Chris Froome has told Cyclingnews that he is ready to shoulder the pressure and responsibility of leading Team Sky at the Tour de France, believing he has the ability to take on Alberto Contador and target overall success thanks to this year's mountainous route.
In a video interview recorded at Team Sky's media day in Mallorca, Froome also claimed that his second place in the 2012 Tour de France was a clear statement that cycling has changed. The Kenyan-born Briton sees Lance Armstrong's demise as an opportunity for the sport to find new role models people can admire.
"It's been sensationalized a lot. We're not best friends but we've got a working relationship and I think we'll both do exactly what's asked of each for the team, so we can achieve the team's goals," Froome told Cyclingnews.
"I think every team needs to go in (to the Tour) with contingency plans like I was last year's Tour. That guy will be the last help in the mountains if you like and the way its shaking out at the moment, Bradley would play that role for me this year."
In a change of programme, Froome will begin his 2013 season alongside Wiggins at the Tour of Oman on February 12. After that his programme will include Tirreno-Adriatico but then focus on being at his best for the Tour de France.

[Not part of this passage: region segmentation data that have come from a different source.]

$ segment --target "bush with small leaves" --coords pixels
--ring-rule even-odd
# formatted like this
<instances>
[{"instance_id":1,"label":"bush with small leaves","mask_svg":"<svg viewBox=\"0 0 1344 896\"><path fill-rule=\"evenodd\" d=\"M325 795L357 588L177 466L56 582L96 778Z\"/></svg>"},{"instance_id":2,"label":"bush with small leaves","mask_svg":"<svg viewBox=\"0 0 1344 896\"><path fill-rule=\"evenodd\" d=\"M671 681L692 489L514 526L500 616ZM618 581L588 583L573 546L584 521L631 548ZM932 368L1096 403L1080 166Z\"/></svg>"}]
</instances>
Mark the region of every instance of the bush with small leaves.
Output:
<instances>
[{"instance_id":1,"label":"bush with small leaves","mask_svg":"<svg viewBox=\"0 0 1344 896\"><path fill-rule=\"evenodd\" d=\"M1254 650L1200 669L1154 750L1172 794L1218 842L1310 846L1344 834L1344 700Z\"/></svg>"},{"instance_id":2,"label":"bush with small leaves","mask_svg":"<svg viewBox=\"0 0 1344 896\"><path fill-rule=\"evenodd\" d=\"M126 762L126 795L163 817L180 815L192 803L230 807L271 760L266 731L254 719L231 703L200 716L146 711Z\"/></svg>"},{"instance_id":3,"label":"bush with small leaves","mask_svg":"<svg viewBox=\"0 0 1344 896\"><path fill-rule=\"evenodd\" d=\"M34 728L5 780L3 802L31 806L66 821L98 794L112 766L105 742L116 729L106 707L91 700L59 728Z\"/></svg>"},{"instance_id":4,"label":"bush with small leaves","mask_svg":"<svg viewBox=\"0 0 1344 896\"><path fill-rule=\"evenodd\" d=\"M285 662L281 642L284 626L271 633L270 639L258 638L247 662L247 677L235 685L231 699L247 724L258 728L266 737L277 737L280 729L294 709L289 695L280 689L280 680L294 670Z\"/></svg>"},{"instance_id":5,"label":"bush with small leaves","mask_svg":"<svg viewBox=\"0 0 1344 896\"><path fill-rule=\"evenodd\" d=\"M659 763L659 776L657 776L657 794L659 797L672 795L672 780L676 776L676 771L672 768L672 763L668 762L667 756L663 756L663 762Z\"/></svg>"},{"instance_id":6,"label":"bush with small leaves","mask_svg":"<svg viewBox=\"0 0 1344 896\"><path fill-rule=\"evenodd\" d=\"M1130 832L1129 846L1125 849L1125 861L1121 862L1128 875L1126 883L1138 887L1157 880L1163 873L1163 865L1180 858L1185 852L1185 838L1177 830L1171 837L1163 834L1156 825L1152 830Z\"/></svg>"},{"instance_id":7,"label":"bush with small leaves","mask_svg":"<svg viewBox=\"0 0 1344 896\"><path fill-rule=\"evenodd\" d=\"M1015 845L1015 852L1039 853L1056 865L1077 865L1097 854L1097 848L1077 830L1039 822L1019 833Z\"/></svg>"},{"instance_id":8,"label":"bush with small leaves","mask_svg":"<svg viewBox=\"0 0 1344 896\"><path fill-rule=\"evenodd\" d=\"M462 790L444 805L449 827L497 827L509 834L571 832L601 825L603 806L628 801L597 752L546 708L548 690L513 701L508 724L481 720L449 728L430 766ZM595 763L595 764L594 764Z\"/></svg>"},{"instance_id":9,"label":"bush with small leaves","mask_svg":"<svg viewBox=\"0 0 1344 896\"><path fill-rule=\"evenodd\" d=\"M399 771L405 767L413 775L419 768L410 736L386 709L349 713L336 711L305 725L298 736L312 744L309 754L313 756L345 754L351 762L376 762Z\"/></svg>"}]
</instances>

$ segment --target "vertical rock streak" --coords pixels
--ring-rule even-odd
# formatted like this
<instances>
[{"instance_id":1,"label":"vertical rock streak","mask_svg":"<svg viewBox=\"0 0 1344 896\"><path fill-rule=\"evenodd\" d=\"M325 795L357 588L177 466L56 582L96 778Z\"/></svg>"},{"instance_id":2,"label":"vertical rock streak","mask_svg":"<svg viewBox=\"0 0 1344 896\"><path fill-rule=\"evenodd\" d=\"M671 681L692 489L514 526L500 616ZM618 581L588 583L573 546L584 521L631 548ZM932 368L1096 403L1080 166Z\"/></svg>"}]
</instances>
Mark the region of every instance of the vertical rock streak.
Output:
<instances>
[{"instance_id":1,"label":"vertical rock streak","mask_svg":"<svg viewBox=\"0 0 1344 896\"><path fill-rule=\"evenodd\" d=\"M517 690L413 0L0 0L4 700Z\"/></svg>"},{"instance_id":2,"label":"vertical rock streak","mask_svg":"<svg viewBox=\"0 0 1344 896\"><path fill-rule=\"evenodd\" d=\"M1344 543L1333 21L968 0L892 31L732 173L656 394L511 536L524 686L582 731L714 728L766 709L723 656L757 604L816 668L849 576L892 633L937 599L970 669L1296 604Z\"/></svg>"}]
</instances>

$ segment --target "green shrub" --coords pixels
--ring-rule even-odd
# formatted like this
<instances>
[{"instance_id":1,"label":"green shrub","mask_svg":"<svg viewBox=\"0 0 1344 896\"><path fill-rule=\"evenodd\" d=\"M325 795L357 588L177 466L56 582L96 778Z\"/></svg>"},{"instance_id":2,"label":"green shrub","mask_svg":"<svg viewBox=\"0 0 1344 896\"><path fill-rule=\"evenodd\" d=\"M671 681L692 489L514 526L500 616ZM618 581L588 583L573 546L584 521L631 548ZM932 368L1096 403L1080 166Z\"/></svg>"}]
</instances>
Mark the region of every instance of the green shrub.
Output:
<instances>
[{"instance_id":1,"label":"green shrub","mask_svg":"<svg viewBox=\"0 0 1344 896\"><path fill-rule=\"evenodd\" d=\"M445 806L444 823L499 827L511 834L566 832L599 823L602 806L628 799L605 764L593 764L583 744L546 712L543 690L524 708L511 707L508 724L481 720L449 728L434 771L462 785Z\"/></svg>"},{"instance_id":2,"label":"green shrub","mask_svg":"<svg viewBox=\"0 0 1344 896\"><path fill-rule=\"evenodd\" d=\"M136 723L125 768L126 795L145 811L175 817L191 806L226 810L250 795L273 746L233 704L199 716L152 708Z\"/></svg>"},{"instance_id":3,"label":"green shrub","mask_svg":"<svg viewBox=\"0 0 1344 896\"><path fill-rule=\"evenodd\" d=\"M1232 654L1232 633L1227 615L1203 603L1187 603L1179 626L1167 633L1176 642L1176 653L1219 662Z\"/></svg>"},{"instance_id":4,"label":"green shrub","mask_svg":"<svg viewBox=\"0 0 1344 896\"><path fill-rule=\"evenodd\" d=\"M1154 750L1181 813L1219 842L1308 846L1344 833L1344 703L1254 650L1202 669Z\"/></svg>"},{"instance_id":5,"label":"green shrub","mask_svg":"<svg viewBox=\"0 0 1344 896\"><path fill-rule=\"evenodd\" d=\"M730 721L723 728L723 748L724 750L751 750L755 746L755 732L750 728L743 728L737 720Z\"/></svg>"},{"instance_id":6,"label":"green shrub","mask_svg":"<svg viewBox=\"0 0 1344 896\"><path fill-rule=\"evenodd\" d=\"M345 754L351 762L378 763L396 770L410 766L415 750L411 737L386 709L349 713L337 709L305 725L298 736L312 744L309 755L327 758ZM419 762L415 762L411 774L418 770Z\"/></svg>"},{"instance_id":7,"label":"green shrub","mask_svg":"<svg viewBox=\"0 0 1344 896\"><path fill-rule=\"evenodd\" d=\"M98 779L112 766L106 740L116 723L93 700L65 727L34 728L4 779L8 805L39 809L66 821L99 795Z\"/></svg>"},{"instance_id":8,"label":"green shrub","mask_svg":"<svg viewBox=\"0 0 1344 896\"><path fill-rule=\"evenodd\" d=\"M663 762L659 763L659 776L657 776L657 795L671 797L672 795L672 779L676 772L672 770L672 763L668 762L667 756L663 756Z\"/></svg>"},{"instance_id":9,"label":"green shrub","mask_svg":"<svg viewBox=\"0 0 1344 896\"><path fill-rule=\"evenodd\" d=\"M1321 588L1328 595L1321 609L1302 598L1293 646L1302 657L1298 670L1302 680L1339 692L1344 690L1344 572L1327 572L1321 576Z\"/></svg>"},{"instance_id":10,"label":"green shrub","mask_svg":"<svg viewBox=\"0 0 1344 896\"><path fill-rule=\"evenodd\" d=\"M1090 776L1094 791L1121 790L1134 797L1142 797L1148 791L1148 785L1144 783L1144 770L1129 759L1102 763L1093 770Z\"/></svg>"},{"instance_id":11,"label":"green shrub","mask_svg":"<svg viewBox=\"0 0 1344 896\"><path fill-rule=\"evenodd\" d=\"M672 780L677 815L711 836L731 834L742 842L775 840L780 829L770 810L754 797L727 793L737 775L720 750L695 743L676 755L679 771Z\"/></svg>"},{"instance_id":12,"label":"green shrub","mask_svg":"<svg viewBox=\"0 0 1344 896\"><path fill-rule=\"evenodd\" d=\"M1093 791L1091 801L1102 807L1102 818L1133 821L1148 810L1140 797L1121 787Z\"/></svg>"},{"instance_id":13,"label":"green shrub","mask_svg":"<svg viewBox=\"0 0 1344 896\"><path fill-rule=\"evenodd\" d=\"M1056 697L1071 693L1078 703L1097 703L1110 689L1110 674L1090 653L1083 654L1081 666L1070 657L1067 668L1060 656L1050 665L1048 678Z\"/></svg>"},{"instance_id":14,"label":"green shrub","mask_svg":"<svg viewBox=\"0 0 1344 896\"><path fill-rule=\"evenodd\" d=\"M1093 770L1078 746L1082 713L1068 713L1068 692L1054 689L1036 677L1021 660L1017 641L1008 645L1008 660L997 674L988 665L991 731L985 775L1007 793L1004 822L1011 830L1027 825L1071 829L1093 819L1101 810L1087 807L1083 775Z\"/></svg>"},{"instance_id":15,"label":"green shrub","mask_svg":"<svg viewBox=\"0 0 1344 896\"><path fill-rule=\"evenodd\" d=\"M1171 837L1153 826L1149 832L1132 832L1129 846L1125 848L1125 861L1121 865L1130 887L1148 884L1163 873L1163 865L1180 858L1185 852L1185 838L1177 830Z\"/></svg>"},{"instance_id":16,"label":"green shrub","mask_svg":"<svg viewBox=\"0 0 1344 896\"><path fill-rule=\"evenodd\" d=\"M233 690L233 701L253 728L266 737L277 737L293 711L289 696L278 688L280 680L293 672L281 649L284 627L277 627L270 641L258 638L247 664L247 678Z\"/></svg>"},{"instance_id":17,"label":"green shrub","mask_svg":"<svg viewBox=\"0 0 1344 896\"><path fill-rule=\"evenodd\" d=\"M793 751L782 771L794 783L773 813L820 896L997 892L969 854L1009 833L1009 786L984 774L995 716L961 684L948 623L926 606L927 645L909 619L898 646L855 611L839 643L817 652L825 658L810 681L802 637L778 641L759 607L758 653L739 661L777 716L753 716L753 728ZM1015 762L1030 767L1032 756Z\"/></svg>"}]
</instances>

"It sounds like a lot of the big hitters are going out there (to Oman) but it's still very early days and hard to take real truths out of the results. It'd always be good to get one up on Contador," he said, seemingly relishing a battle with the Spaniard come July.
"I think he's definitely my biggest rival at the moment, he knows what he's doing in the big tours. I'd like to think my time trial is better than his and then stick with him in the mountains. However the Tour is so mountainous this year, if anyone has a bad day, that could potentially be minutes lost there. To me it looks like the race is going to be won or lost in the mountains at this year's Tour de France."
Being a role model
Froome did not shy away from questions about doping or Lance Armstrong. Like most riders he is looking to the future and believes he can is a role model for the future of the sport.
"It's something that I hope will help the sport move forward and close the door on that era of cycling. The sport has definitely developed. It's no longer the case of guys doing blood bags and transfusions, etc. If they are, it's a very minority, the guys who are losing their contracts or just trying to take chances. They're the guys who are getting caught."
"Cycling definitely has transformed. And for me, coming second in last year's Tour de France, was a clear statement to say: 'Yes, the sport has changed'. I would never have been able to do that if doping was still prevalent in the sport."
"I think it presents us with an opportunity. The sport needs new figures to look up to, clean winners who aren't going to get their titles stripped. Personally it gives me a lot of motivation, it gives me a goal, something to aim for and hopefully inspire people, knowing that the sport has changed."